14 two 25 three 12 four 40 five 10

I want to obtain "14 two 14 25 three 14 25 12 four 14 25 12 40 five 14 25 12 40 10"

For example, when I replace (14 two ) for (14 two 14 ) this start after of 14 I can't start it after two.

Is there any other alternative to do? For example using a group that is not included in match ( a group before match ) for replace it ?

please help me

Solution

This should do the trick for you:

Regex: ((?:\s?\d+\s?)+)((?:[a-zA-Z](?![^a-zA-Z]+\1))+)

Replacement: $1$2 $1

You will need to click on the "replace all" button for this to work (it cannot be done in one shot, it has to be repeated as long as it can find match. Online PHP example)

Explanation:

\s: Match a single space character
?: the previous expression must be matched 0 or 1 time.
\s?: Match a space character 0 or 1 time.
\d: Match a digit character (the equivalent of [0-9]).
+: The previous expression must be matched at least one time (u to infinite).
\d+: Match as much digit characters as you (but at least one time).
(): Capture group
(?:): Non-capturing group
((?:\s?\d+\s?)+): Match an optional space character followed by one or more digit characters followed by an optional space character. The expression is surrounded by a non-capturing group followed by a plus. That mean that the regex will try to match as much combination of space and digit character as it can (so you can end up with something like '14 25 12 40').

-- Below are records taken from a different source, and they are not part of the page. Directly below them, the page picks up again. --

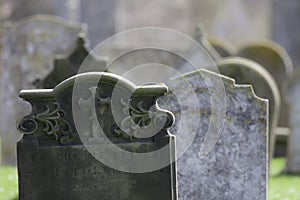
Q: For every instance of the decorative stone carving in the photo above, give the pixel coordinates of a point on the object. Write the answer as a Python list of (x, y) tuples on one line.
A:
[(49, 140)]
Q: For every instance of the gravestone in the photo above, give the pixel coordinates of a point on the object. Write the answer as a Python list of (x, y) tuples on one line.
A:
[(293, 150), (279, 64), (248, 72), (53, 137), (236, 166), (27, 50), (65, 67), (222, 47)]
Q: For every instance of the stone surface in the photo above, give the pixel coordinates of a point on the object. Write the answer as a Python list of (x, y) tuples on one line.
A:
[(222, 47), (293, 150), (236, 167), (27, 50), (278, 63), (57, 162), (65, 67), (248, 72)]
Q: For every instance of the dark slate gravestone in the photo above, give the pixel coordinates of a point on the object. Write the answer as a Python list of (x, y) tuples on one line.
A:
[(58, 161)]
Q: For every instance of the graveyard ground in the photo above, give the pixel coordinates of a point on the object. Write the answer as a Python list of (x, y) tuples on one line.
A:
[(282, 187)]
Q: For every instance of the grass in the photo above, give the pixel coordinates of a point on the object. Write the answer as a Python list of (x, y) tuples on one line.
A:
[(8, 183), (282, 187)]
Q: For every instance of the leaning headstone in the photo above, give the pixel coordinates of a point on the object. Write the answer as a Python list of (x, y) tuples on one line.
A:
[(248, 72), (57, 159), (27, 50), (293, 150), (236, 167)]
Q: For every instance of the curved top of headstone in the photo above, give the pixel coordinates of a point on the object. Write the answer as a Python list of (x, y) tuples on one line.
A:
[(245, 71), (236, 166), (95, 95), (271, 56)]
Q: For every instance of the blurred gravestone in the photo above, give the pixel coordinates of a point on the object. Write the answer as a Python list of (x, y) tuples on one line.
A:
[(27, 51), (223, 48), (65, 67), (293, 150), (100, 17), (51, 139), (278, 63), (236, 166), (19, 9), (248, 72)]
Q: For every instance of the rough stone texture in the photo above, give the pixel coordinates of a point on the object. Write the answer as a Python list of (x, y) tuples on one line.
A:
[(236, 167), (248, 72), (27, 50), (279, 64), (55, 160), (293, 150)]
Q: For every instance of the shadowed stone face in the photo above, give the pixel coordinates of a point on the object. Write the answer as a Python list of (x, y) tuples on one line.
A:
[(61, 153)]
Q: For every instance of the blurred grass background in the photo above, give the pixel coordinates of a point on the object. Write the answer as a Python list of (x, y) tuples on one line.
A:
[(282, 186)]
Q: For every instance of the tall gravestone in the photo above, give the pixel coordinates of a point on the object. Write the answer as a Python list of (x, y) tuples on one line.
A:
[(236, 167), (58, 159), (248, 72), (27, 50)]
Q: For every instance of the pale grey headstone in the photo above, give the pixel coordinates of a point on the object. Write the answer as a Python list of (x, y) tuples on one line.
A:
[(245, 71), (27, 51), (278, 63), (236, 167)]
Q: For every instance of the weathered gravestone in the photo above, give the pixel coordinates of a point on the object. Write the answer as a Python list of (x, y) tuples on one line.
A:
[(248, 72), (61, 156), (236, 167), (293, 150), (27, 50)]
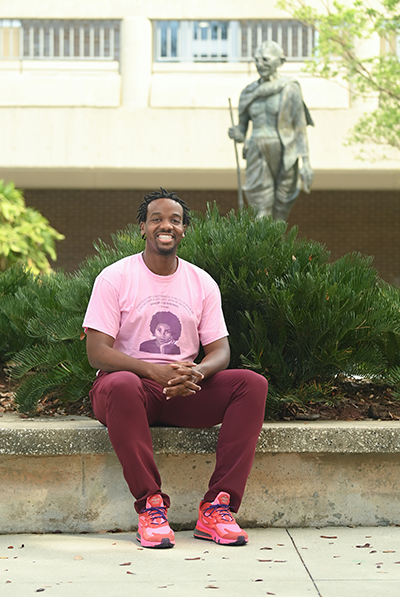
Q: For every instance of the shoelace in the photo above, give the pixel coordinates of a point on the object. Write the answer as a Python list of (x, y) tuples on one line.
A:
[(155, 514), (220, 510)]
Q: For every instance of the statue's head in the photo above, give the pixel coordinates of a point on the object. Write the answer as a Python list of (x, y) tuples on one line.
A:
[(268, 58)]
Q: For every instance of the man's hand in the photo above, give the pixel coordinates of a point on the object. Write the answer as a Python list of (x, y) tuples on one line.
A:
[(236, 134), (185, 380)]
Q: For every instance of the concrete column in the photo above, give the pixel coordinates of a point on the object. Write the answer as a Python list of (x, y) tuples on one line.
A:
[(136, 61)]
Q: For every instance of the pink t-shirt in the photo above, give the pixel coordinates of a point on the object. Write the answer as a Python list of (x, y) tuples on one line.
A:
[(159, 319)]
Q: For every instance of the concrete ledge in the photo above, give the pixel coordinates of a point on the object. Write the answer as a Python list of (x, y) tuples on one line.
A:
[(62, 474), (85, 436)]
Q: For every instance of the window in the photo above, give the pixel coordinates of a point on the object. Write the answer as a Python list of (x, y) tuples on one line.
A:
[(60, 39), (229, 41)]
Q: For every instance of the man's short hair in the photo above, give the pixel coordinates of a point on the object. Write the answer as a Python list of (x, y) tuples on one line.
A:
[(162, 194)]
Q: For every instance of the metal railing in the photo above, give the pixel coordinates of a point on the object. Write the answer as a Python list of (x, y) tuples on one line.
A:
[(229, 41), (59, 39)]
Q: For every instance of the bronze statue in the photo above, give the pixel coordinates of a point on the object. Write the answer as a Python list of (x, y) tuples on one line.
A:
[(275, 106)]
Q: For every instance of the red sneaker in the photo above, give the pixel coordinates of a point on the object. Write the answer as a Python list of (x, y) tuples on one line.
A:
[(154, 530), (216, 523)]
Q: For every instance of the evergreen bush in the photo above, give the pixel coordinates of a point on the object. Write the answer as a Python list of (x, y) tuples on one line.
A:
[(292, 316), (25, 235)]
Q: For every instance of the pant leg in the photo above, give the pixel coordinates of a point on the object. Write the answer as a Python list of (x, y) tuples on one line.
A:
[(127, 405), (235, 398)]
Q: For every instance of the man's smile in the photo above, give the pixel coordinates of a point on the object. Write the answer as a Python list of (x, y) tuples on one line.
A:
[(165, 237)]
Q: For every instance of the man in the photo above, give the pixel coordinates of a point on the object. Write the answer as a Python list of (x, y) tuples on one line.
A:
[(279, 116), (136, 389)]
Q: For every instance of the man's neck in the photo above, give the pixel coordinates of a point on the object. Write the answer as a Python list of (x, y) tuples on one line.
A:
[(161, 265)]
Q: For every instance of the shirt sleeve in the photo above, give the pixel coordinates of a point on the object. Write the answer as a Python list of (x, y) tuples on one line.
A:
[(103, 312), (212, 325)]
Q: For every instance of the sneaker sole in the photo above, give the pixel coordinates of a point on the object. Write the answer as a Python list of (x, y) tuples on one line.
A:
[(165, 543), (198, 534)]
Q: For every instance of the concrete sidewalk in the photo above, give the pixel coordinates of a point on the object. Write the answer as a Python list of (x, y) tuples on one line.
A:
[(327, 562)]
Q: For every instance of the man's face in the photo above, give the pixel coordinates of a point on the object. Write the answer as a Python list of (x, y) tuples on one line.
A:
[(267, 63), (164, 226)]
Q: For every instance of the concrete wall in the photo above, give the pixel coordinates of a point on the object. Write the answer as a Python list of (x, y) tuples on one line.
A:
[(64, 475), (89, 125)]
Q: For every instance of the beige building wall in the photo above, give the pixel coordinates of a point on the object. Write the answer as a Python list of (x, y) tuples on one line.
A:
[(92, 125)]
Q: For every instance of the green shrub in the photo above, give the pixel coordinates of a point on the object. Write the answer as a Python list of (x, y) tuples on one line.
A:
[(25, 235), (292, 316)]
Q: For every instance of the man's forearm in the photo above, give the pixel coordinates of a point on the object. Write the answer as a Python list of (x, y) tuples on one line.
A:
[(108, 359)]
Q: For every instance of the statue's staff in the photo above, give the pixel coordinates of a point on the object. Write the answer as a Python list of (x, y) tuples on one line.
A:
[(240, 190)]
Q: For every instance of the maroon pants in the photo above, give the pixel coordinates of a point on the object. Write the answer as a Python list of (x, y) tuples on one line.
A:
[(129, 405)]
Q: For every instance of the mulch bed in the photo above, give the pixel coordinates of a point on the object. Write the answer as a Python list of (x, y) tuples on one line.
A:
[(351, 401)]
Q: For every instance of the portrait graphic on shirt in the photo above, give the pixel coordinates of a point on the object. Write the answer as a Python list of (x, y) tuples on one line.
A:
[(166, 329)]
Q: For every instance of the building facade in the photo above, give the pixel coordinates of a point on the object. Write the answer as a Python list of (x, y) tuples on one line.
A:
[(102, 101)]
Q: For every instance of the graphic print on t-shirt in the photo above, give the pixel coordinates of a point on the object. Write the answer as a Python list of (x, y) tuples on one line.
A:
[(166, 330)]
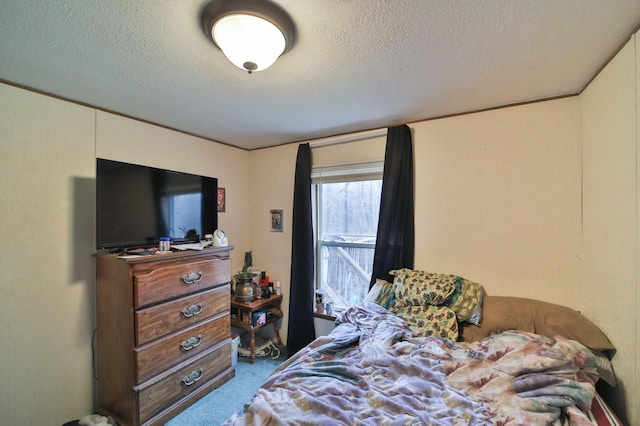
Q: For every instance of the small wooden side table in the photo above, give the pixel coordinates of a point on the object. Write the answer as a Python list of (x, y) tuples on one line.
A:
[(242, 317)]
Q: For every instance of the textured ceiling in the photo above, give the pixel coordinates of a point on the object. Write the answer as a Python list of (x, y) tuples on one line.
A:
[(356, 65)]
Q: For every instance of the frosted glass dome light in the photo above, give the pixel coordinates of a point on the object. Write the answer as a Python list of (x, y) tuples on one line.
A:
[(252, 34)]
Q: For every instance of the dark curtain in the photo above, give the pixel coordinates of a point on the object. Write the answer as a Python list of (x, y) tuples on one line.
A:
[(301, 330), (395, 238)]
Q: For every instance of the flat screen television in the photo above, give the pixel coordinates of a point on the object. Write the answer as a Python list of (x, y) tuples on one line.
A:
[(136, 205)]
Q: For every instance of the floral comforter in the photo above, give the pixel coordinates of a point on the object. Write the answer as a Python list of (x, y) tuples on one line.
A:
[(371, 370)]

The capture group is meant to keep the value to reuse it in the replacement.You cannot simply add the plus at the end of the capture group without the non-capturing group within because it would only remember the last digits capture ('12' instead of the whole '14 25 12' use to build '14 25 12 40').

[a-zA-Z]: Match any English letters in any case (lower, upper).
\1: reference to what have been capture in the first group.
(?!): Negative lookahead.
[^]: Negative character class, so [^a-zA-Z] means match anything
((?:[a-zA-Z](?![^a-zA-Z]+\1))+): The negative lookahead is meant to make sure that we don't always end up matching the first "14 two" in the input text. Without it, we would end up in an infinite loop giving results as "14 two 14 14 14 14 14 14 25 three 12 four 40 five 10" (the "14" before "25" being repeated until you reach the timeout).

Basically, for every English letter we match, we lookahead to assert that the content of the first capture group (by example "14") is not present in our digit sequence.

For the replacement, $1$2 $1 means put the content of the capture group 1 and 2, add a space and put the content of the capture group 1 once more.